My fiance told me he wants me to, but I am not sure I can. It makes me feel sick to think of not having my last name anymore! Part of the reason is that I’m a teacher, so I’m called by my last name about a million times a day.
Post # 11
@maiathebee2013: Ahh, sorry, hit send before seeing your previous post. Two middle names (lose the hyphen)?
Post # 12
I’m the last one in my family with my madien name and it was kinda upsetting to change it, however what other female family members have done is when they have children, give the children your madien name as a middle name. I have a pretty bland (i guess) last name so i was even thinking of making it my childs first name but i doubt my husband would agree!
Post # 13
@maiathebee2013: Nope, I wanted to have the same last name as my Fiance. I feel it makes us more of a family unit. I could care less about my maiden name and feel no attachment to it. New phase of life, new name. I’m cool with that.
Post # 14
I was super sad to be changing my last name. I LOVED my maiden name (loved my husband’s last name too and definitely was going to change mine) and completely identified with the side of the family whose last name I had grown up with…family members, heritage, etc.
I made my maiden name my middle name and expected to use it. I had my middle initial put on my credit cards and business cards. But now…9 months later after our wedding, I hardly use my maiden/middle name or miss it at all! Not what I was expecting. The first few months were a transition, but I really don’t miss it at all anymore. I’m glad it’s my middle name, but other than that, I’m totally ok with it.

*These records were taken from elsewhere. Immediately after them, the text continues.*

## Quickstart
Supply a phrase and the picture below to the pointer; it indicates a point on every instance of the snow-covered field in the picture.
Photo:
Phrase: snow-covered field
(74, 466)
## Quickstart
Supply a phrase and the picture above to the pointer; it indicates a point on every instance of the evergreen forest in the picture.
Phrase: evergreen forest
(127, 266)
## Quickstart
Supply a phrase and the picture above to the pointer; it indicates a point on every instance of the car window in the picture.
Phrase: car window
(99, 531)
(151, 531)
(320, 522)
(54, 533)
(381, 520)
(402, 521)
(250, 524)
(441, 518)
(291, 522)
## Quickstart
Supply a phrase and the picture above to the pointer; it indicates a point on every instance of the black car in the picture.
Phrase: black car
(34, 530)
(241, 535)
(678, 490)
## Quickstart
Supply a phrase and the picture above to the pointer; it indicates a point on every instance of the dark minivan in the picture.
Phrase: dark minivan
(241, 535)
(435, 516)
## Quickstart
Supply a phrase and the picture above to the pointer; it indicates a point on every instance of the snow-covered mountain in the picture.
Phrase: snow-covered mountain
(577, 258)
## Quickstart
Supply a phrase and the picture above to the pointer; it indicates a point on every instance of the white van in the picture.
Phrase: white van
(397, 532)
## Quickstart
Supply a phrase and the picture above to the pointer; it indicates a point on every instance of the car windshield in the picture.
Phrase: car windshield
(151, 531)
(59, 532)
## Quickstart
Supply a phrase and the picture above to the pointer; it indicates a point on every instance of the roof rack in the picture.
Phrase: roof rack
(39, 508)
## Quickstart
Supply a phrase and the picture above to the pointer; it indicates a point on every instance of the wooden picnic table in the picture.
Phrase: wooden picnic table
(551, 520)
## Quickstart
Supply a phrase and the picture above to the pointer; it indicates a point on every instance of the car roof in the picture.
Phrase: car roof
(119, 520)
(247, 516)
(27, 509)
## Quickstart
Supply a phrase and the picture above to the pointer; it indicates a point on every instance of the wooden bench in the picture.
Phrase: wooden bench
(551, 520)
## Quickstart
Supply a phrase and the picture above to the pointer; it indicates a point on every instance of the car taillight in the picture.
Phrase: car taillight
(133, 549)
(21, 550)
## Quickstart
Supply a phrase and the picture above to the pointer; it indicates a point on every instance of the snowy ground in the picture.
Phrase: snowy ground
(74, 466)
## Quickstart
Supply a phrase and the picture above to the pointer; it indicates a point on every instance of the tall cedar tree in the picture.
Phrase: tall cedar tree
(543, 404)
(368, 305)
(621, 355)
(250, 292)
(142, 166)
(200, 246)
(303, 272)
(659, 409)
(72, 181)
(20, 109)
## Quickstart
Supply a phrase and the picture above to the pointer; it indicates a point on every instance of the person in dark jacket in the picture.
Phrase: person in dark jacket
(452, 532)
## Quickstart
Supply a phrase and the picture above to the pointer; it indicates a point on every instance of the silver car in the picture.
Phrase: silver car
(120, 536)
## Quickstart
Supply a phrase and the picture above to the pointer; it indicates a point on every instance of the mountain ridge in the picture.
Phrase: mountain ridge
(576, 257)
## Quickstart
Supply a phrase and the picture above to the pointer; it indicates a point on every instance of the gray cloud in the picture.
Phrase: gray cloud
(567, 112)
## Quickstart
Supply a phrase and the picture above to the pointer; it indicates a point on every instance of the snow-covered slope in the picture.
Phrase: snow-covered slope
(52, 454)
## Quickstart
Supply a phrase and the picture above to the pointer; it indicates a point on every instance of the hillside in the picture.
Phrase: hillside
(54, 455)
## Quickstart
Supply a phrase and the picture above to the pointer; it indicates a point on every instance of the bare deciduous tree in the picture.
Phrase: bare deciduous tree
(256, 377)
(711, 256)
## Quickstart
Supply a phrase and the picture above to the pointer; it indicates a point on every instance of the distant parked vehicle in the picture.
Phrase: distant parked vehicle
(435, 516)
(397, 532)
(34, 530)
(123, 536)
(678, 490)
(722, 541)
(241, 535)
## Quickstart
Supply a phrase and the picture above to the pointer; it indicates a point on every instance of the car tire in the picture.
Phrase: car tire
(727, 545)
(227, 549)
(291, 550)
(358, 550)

My hope is that you have the same experience.
Post # 15
You could use your maiden name as second middle name, just use the name that means a lot to you and drop your dad’s surname and the hyphen.
So if you name is Amanda Gene Smith-Donaldson and FH’s last name is Fisher you could be
Amanda Gene Smith Fisher
That’s essentially what I just did yesterday at the social security office with my name 🙂 I totally understand how you feel, which is why I chose to do it that way.
Post # 16
You are not alone. I ADORE my last name. My brother had ALL girl’s, and my Dad doesn’t have a brother so our family name is going to end. I am SUPER sad about it. My Fiance even offered to give our children my last name as their middle name to make it a bit easier. I can’t wait to be married to my love, but it still makes me sad.